На лестнице вниз я столкнулся с потоком сильных, поднимавшихся на боевой практикум, — шумных, лёгких, уверенных, пахнущих озоном недавно пролитой маны. Спел со второго курса кивнул мне на бегу — мы с ним прошлой зимой делили купленный напополам точильный брусок, и с тех пор он мне кивал; на этом наша дружба исчерпывалась, и обоих устраивало. Среди них, на полголовы выше суеты, шла Ирис Дольган. «Крикни — я услышу», — сказала она мне три дня назад в пустом коридоре. На один глупый, отчаянный миг я подумал: вот же она, та, что обещала услышать. Сказать ей. Она сильная, ей поверят, за ней пойдут.

И тут же понял, до чего это глупо. Ирис обещала услышать, если я крикну, что её стена сейчас рухнет, — стена, вот эта, конкретная, которую видно глазами и можно подпереть силой. А я пришёл бы сказать, что рушится всё; что слышу это я один; что подпирать нечем. Она бы глянула на меня своим скучающим взглядом и сказала: «И что с того, цоколь». Сильные верят в то, что можно ударить. Конец света ударить нельзя. Я отвёл глаза и прошёл мимо, и она меня не заметила — крыша списка не смотрит, кто там сыплется по лестнице вниз.

И тогда я понял одну вещь — спокойно, без обиды, как понимают остывшую кашу. Никто не придёт. Не со зла — просто сильные не слышат тонкого, взрослые не верят мальчишке, и ни тех, ни других не переучить за оставшийся год. Значит, если кто и возьмётся — то я. Больше некому. Я проверил.

Мысль была безумная — я знал. Но впервые за четыре дня в голове сидело не «всё пропало», а «с чего начать», и это оказалось куда сноснее. С «всё пропало» ничего не поделаешь. А «с чего начать» — это уже почти дело, а с делом я кое-как лажу.

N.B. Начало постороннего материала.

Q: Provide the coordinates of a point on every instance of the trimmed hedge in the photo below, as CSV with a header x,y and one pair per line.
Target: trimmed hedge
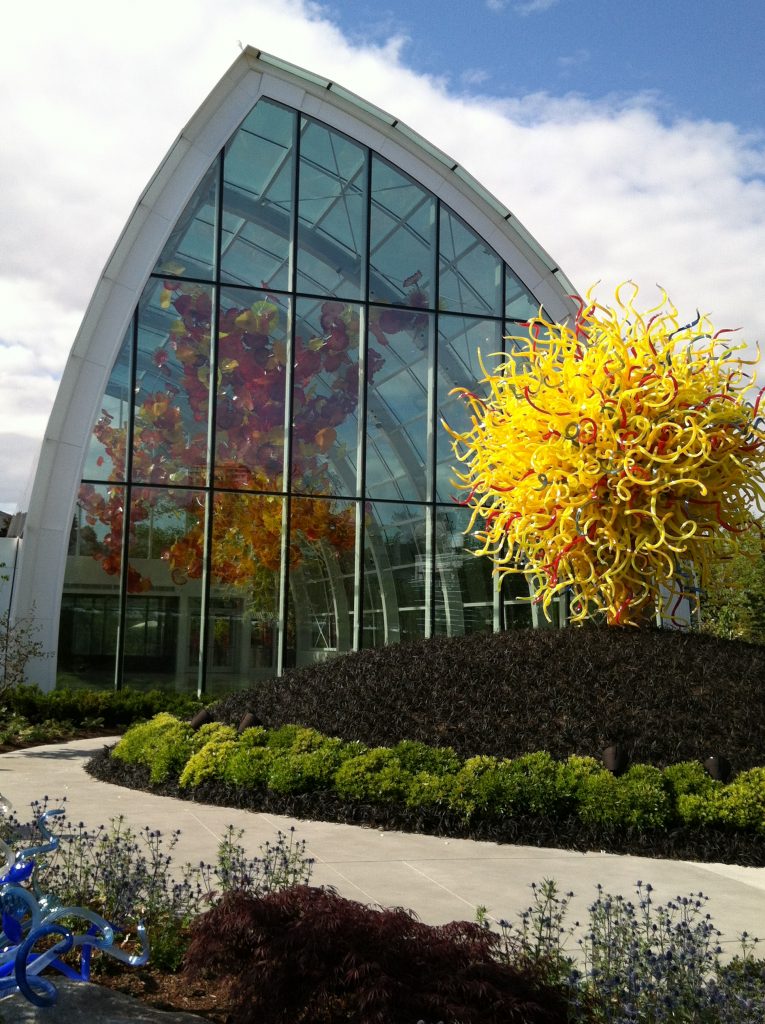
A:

К Тойну я вернулся. Он, как и обещал, заварил что-то горячее, тёмное и горькое, и сунул мне щербатую кружку, не спрашивая, чем кончился мой поход, — по лицу всё прочёл, он же читал работу, а работой был я. Мы долго сидели молча. Потом он спросил: «Ну, теперь, когда ты сходил и убедился, что никто не поможет, — старика слушать будешь?» И я сказал: «Буду. Только не про „не суйся“. Про всё остальное — буду». Он хмыкнул — впервые за этот страшный день почти по-старому — и спорить не стал. Кажется, понял: отговорить меня нельзя, а раз нельзя отговорить, то лучше быть рядом и не дать наделать совсем уж глупостей. Так у меня появился союзник — больше, чем помощник. Один на весь мир, старый, слабый на ману, как и я. Двое с чашкой и напёрстком против того, что считает нас всех. Негусто. Но с чего-то начинают все, у кого мало.

— С чего начнём? — спросил я.

Тойн не ответил сразу. Он смотрел на оплавленный обломок «Старой Течи», лежавший между нами на верстаке, и лицо у него делалось всё неуютнее.

— Странное дело, — проговорил он медленно. — Полтораста лет назад едва не сгинул весь край. А в Веретене про Старую Течь — ни строчки. Я искал когда-то, из любопытства: ни в хрониках, ни в учебных свитках, ни словечка. Будто и не было.

— Забыли, — сказал я. — Старое, кому интересно.

— Я тоже так думал. Сорок лет так думал. — Он поднял на меня глаза, и оттого, что Тойн, который договаривал всё, на этот раз не договорил, по спине у меня прошёл холод злее всякого пульса. — А теперь думаю: не забыли. Стёрли. Тщательно, без следа. Кто-то очень не хотел, чтобы про это помнили. И если ты пойдёшь раскапывать, мальчик, — ты пойдёшь туда, где этот кто-то всё ещё есть. И всё ещё не хочет.

За узким окном третьего витка темнело. Где-то внизу спала Мира, у которой было «через три года». Где-то в глуби пустоши кто-то невозмутимо подводил свой счёт — на одну долю короче прежнего. А здесь, на верстаке между нами, лежал обломок, который кто-то полтораста лет назад очень постарался, чтобы никто не нашёл.

Я взял его в руку. Холодный. Тяжёлый. Настоящий. Кто-то стёр память о конце света — чтобы он пришёл тихо, не узнанным, как уже приходил однажды. Что ж. Я был последним на курсе. Последним, на кого подумают, что он станет копать. А быть никем — это, выходит, единственное, в чём у меня перед ним фора. Что ж. Хоть какая-то.